The average 5/1 ARM rate is 3.256%, up 0.036% from yesterday's average of 3.220%. This mortgage is risky because it's different from the other fixed-rate loans mentioned above. It's an adjustable-rate mortgage and the rate can change after five years. If it goes up, which it very likely could, then you'd be faced with higher monthly payments and higher costs over time.
Should I lock my mortgage rate now?
A mortgage rate lock guarantees you a certain interest rate for a specified period of time -- usually 30 days, but you may be able to secure your rate for up to 60 days. You'll generally pay a fee to lock in your mortgage rate, but that way, you're protected in case rates climb between now and when you actually close on your mortgage.

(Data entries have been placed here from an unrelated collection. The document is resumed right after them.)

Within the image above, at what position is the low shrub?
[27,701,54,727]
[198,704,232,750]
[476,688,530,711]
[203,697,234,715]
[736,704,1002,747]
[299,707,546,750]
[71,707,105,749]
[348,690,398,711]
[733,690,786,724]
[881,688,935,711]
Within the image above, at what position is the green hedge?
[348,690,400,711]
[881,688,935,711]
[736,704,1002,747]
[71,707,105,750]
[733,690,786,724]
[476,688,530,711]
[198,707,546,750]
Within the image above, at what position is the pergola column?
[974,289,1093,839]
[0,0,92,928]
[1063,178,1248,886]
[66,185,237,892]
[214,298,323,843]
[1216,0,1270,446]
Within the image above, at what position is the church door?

If you plan to close on your home within the next 30 days, then it pays to lock in your mortgage rate based on today's rates -- especially since they're so competitive. But if your closing is more than 30 days away, you may want to choose a floating rate lock instead for what will usually be a higher fee, but one that could save you money in the long run. A floating rate lock lets you secure a lower rate on your mortgage if rates fall prior to your closing, and while today's rates are still quite low, we don't know if rates will go up or down over the next few months. As such, it pays to:
- LOCK if closing in 7 days
- LOCK if closing in 15 days
- LOCK if closing in 30 days
- FLOAT if closing in 45 days
- FLOAT if closing in 60 days
To find out what rates are available to you, compare rates from at least three of the best mortgage lenders before locking in.